Amatora driftu - celowego wprowadzania pojazdu w kontrolowany poślizg - w sobotni wieczór zauważyli policjanci z parczewskiej komendy. Na ich widok kierowca zaczął uciekać. Popisy zakończyły się w przydrożnym rowie.
Dochodziła 23:30, gdy patrolujący drogi powiatu parczewskiego policjanci w miejscowości Siedliki zwrócili uwagę nietypowy styl jazdy kierowcy BMW. Zamiast poruszać się na wprost, auto jechało wężykiem. Zdaniem mundurowych jego kierowca próbował wprowadzać je w poślizg, co tej śnieżnej nocy na śliskiej nawierzchni nie było trudnym zadaniem.
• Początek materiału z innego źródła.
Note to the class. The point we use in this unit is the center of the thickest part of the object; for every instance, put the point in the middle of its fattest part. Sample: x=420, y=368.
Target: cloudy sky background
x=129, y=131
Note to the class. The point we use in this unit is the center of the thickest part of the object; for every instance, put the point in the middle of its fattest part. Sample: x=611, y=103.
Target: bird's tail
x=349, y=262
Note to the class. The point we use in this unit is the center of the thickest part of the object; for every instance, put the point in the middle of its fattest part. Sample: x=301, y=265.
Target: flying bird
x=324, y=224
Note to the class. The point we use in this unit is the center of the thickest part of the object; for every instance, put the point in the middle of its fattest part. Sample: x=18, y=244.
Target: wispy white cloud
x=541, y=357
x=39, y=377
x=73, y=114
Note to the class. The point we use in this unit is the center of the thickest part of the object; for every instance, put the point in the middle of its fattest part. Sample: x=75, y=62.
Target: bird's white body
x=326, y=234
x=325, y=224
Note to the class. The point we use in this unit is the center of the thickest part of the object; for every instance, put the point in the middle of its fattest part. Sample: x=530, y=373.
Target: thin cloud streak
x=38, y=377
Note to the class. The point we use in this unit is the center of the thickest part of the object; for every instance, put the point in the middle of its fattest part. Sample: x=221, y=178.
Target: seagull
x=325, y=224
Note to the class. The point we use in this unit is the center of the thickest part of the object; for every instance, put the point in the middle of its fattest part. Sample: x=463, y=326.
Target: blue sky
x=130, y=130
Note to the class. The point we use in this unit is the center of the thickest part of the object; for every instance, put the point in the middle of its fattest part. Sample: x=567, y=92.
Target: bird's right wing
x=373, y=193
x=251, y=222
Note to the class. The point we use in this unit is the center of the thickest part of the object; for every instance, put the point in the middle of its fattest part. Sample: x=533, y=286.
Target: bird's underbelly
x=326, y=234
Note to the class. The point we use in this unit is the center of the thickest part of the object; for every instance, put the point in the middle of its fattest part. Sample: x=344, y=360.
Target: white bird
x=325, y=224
Policjanci uznali, że taka jazda stwarza zagrożenie dla ruchu, więc włączyli sygnały w radiowozie dając kierującemu znak do zatrzymania się. Ten, zamiast wykonać polecenie, dodał gazu próbując zgubić pościg. Ucieczka nie trwała długo. Miłośnik driftu przy nieco wyższej prędkości nie poradził sobie z panowaniem nad kierownicą i wjechał do przydrożnego rowu.
Ku zaskoczeniu funkcjonariuszy, za kierownicą auta siedział 16-latek, a na siedzeniu bok - jego 15-letnia koleżanka. Nic im się nie stało. Policjanci wezwali na miejsce ich opiekunów, którzy zabrali parę nastolatków do domu. Okazało się, że auto należało do rodziców chłopaka, a kluczyki do BMW zabrał bez ich wiedzy. Sprawą zajmie się Wydział Rodzinny i Nieletnich Sądu Rejonowego w Radzyniu Podlaskim.